With Venezuela's nod, which comes on the heels of a similar move by Pakistan earlier in December, a total of 27 countries have recognized China's full market economy status, ranging from Brazil and Russia to Armenia.
Market economy status is crucial because it helps Chinese companies which run the risk of anti-dumping charges.
It would force countries conducting investigations to use prices charged for the same goods in China rather than in third countries such as India, as they are currently entitled to do.
The only problem is China itself agreed to being treated as a non-market economy until 2016 as part of the terms enabling it to enter the WTO in late 2001, but now analysts say that was just to make sure a deal was done.
"If we hadn't agreed to 15 years with non-market economy status, we would not have been allowed to join the WTO," said Hua Xiaohong, a professor at China National Institute of WTO. "It was the result of the negotiations."
China has spent the years since joining the WTO trying to convince trading partners to treat it as a market economy.
But Beijing has had only partial success. Most of the countries which have signed up so far have been peripheral in terms of China's trade.

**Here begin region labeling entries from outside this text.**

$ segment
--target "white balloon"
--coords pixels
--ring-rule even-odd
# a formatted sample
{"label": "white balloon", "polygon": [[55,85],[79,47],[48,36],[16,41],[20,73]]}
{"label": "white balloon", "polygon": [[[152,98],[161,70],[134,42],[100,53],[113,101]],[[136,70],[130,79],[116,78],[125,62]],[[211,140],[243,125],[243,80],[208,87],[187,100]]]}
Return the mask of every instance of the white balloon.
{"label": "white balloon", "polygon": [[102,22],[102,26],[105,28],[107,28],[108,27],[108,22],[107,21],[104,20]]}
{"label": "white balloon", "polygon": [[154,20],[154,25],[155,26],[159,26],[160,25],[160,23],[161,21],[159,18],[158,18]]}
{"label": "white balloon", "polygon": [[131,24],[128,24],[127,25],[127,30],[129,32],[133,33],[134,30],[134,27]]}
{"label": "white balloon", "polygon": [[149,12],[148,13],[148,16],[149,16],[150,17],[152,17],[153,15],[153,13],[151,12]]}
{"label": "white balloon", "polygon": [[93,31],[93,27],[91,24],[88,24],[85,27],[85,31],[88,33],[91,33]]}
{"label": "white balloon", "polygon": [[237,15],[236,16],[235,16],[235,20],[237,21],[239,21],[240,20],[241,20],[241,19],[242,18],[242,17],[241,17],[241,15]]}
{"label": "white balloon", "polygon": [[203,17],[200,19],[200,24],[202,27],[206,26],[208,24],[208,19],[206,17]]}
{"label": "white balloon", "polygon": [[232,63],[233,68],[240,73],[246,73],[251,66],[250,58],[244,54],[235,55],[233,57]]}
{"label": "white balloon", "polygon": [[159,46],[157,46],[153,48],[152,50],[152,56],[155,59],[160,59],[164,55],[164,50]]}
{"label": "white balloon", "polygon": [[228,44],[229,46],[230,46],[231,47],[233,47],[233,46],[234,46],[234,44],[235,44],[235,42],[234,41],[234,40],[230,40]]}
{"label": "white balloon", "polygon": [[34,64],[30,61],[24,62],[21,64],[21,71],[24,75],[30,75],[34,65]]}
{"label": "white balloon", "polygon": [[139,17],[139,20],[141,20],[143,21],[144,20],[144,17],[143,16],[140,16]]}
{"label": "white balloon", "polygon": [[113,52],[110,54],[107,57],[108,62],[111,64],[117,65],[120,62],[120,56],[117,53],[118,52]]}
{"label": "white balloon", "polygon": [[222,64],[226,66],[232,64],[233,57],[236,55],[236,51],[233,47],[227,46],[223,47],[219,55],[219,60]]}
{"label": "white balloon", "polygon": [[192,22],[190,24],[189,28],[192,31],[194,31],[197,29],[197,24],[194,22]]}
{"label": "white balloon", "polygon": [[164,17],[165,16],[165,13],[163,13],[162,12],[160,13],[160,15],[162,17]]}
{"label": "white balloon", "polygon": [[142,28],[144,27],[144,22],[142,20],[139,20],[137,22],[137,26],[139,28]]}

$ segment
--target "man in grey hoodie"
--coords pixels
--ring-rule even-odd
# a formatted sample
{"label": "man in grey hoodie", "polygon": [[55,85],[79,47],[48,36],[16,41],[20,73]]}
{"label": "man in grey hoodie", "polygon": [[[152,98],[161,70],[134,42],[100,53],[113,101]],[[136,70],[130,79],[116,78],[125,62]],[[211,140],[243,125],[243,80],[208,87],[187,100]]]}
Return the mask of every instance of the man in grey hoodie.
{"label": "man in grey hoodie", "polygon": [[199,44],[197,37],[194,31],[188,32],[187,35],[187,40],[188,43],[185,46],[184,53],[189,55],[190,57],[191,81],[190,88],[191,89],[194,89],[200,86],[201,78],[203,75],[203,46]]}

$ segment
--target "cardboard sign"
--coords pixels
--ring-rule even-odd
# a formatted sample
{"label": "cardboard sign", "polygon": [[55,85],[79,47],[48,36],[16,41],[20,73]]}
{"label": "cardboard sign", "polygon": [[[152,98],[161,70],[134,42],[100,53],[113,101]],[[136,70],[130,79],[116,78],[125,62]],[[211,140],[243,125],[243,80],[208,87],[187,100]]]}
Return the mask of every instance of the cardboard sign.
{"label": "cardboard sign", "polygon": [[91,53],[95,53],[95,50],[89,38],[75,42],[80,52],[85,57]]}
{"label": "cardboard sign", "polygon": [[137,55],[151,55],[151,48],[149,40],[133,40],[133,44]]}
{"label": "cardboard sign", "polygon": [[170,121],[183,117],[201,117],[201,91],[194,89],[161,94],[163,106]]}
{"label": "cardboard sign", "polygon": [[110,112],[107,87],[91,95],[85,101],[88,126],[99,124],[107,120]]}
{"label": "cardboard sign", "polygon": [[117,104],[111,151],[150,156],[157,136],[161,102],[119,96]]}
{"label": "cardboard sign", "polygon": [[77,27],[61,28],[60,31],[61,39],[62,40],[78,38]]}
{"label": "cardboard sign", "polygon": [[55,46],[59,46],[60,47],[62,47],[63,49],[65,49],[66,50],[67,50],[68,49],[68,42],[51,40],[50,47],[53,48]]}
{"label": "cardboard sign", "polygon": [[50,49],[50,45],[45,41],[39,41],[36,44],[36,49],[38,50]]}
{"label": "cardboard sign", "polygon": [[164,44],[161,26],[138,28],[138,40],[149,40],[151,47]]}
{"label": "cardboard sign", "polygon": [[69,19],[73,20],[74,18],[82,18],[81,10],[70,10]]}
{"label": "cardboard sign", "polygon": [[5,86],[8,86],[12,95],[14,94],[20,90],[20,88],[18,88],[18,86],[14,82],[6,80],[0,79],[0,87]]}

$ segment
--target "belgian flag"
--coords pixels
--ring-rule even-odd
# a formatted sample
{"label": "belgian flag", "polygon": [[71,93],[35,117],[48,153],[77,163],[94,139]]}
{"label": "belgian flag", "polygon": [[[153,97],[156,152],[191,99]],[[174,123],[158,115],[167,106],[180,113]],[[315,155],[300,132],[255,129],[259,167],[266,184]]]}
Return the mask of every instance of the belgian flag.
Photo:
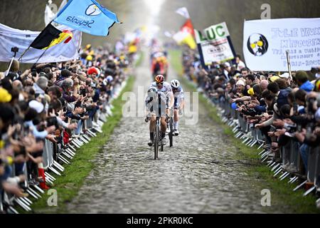
{"label": "belgian flag", "polygon": [[61,31],[49,24],[35,38],[30,46],[36,49],[48,48],[54,39],[59,38],[61,33]]}

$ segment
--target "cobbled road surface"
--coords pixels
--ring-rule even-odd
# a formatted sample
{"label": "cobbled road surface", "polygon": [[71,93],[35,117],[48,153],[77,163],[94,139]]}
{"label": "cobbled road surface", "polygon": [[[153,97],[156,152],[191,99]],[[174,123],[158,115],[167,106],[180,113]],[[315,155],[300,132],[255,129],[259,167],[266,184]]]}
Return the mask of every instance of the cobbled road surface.
{"label": "cobbled road surface", "polygon": [[[136,94],[151,82],[147,52],[144,56],[135,69]],[[237,149],[201,104],[198,113],[196,125],[181,119],[174,147],[166,145],[156,160],[144,118],[123,118],[68,212],[264,213],[259,180],[245,173],[250,164],[233,159]]]}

"For countries like New Zealand and Pakistan, their trade volume with China is so small that they don't care," Hua said.
Larger countries, such as Australia, are studying the feasibility of switching China's status, but the US and the EU remain the big prizes.
The EU last turned down a formal request from China in June, concluding that the Chinese economy suffered from too much state interference, weak rule of law and poor corporate governance.
The Bush administration is also unwilling, or politically unable, to switch China's status.
China says that its treatment at the hands of the US and EU is inconsistent. For example, it notes that Russia is considered a market economy by the EU.
It also says that its unique pool of cheap labor is the driving force behind China's price advantage, and that no other country in the world can be used as a comparative yardstick on that basis.
As with China's demand for a EU lifting of the arms embargo imposed after the 1989 massacre of a pro-democracy movement, analysts said that the current mood in Brussels was more accommodating.
"China is going to be successful in the end because the EU at the moment is very much in favor of China," said Sebastian Bersick, a research fellow with the European Institute for Asian Studies in Brussels. "It's only a question of when it is going to happen."